A quick example before we see what “apply M to a function” means in general. Suppose readLog: LogFile -> List String is a function that takes a web log and produces a list of urls and tokenize: String -> List String tokenizes a url by splitting it on ‘/’ so tokenize 'yes.com/no/maybe?q=unsure' = ['yes.com','no','maybe?q=unsure']. Monad-composing these applies tokenize to every element of our list of urls–that’s what “apply M to tokenize” means when M is List–then mushes the resulting list of lists into a list. Monads aren’t fancy, they just abstract a common pattern so you can program at a high level without repeating yourself.

 

So, what does “apply M to a function” mean and how is this related to category theory? A category (in the sense of Eilenberg and  Mac Lane) consists of three things: objects, functions, and composition. A map between categories is called a functor; a functor F:C -> D has to map objects to objects, functions to functions, and composition to composition. The last two parts mean that F maps functions h: a -> b and k:b -> c in C to functions F h: F a -> F b and F k: F b -> F c in D and that this mapping of functions must satisfy F(k.h) = (F k).(F h): if you compose first in C and then apply F, you must get the same thing as if you first apply F, then compose in D. So, the punchline is: the set of all datatypes is a category and “functions on datatypes” like List and Maybe are functors from this category to itself. Since they are functors, you can apply them not only to datatypes, but also to functions between datatypes: that’s what “apply M to a function” means. A monad is a functor from a category to itself that has a mushing map M M —> M. That List and Maybe are functors means that they map functions like h and k to functions List h:List a —> List b and List k:List b —> List c (and similarly for Maybe)* that you can compose as usual because they, too, start and end in the right places, but the fact that they are monads means that you can also use them to “compose” functions like f:a —> Maybe b and g:b —> Maybe c that don’t.

 

* When M is List,  List h [x, y, z] = [h x, h y, h z]; when M is Maybe,  Maybe h (Just h) = Just (h x) and Maybe h Nothing = Nothing.
Notes
  • Inspiration and references. This post is inspired by Beckman’s Don’t Fear the Monad, a very beginner-friendly video which goes more thoroughly through monoids and monads as a tool for composition. Another wonderfully intuitive and thorough introduction to monads in programming is You Could Have Invented Monads! (And Maybe You Already Have). For more technical connectings of dots between ideas in category theory and ideas in Haskell, see Notions of Computations as Monoids and Category Theory for Programmers.
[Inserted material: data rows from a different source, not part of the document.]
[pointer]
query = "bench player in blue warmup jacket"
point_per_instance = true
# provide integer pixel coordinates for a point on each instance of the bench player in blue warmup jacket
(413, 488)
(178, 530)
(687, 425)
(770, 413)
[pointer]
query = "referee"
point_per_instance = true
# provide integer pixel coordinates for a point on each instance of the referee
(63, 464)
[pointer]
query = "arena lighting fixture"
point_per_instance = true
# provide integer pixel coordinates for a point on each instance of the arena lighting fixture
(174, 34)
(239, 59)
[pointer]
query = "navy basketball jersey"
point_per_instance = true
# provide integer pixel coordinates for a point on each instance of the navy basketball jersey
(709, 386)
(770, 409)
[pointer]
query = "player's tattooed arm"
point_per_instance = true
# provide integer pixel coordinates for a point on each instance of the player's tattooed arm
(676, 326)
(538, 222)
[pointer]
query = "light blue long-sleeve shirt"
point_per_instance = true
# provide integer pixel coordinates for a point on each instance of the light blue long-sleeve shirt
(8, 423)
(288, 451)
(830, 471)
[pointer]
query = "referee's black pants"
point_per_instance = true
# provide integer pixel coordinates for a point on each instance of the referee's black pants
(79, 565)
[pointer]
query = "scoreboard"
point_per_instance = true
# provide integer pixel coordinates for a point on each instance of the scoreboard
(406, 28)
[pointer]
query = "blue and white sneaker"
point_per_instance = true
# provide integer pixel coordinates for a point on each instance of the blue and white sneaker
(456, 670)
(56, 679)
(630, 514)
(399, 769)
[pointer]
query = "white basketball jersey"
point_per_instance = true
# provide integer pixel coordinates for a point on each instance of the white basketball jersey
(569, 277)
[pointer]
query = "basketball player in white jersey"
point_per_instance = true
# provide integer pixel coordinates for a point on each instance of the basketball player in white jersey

  • List again, List again, jiggity jig. Mathematicians: List d is a monoid–the free monoid on the set d–and List is the free monoid functor: that’s why we get a monad. Non-mathematicians: every free functor comes with a forgetful functor and the two together always make a monad.
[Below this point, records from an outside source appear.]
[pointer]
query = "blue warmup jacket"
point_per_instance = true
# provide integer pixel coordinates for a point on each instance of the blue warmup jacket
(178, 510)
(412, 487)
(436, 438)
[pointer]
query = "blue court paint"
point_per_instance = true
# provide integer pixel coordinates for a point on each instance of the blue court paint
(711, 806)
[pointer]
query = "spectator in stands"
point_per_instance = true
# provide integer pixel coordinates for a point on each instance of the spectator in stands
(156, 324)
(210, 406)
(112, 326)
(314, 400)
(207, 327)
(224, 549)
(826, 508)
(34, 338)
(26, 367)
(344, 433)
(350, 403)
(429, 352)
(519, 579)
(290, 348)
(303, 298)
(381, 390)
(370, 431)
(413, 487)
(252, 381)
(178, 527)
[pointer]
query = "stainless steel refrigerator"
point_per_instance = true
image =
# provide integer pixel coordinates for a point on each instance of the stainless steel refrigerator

  • Haskell punchline. For g: b -> M c, if we call the mushing map join and write fmap g instead of M g, we said that (>>= g) = join . (fmap g). See Control.Monad and page 10 of  Notions of Computations as Monoids.
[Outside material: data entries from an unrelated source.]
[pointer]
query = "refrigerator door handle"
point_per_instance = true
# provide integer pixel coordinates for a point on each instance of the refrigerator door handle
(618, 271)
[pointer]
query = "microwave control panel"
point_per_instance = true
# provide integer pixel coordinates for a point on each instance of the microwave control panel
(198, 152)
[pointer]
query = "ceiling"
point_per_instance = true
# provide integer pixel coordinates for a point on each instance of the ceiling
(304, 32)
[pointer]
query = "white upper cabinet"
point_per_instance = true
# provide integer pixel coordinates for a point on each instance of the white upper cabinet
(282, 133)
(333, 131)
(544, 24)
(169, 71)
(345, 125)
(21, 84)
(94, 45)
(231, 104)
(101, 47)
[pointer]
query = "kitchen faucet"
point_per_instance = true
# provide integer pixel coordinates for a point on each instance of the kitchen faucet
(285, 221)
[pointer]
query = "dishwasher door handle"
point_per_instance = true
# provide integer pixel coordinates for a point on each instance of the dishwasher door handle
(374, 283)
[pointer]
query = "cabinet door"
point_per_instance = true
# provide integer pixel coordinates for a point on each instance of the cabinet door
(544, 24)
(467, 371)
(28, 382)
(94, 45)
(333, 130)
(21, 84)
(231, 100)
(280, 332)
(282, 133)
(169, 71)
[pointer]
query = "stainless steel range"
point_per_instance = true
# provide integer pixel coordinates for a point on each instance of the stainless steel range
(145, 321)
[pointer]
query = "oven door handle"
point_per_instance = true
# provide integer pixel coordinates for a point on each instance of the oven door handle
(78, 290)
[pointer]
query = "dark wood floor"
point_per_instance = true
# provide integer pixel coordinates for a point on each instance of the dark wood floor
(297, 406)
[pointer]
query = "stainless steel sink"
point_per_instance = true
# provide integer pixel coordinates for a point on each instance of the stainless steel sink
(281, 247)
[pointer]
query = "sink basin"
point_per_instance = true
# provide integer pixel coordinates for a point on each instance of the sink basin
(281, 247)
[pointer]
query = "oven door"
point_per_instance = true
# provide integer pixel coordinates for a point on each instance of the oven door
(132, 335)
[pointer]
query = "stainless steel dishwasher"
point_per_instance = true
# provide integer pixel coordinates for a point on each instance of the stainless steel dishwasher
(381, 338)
  • Neglected. Monoids also have an identity element/mempty value mushing with which is the identity map. The analogous thing for monads is a map d -> M d, called return in Haskell, which is similarly an identity for mushing.
  • Thank yous. This conversation started as an email exchange with my dad and continued at the white board with my colleague Scott. I reap maximum joy from these conversations so thank you both.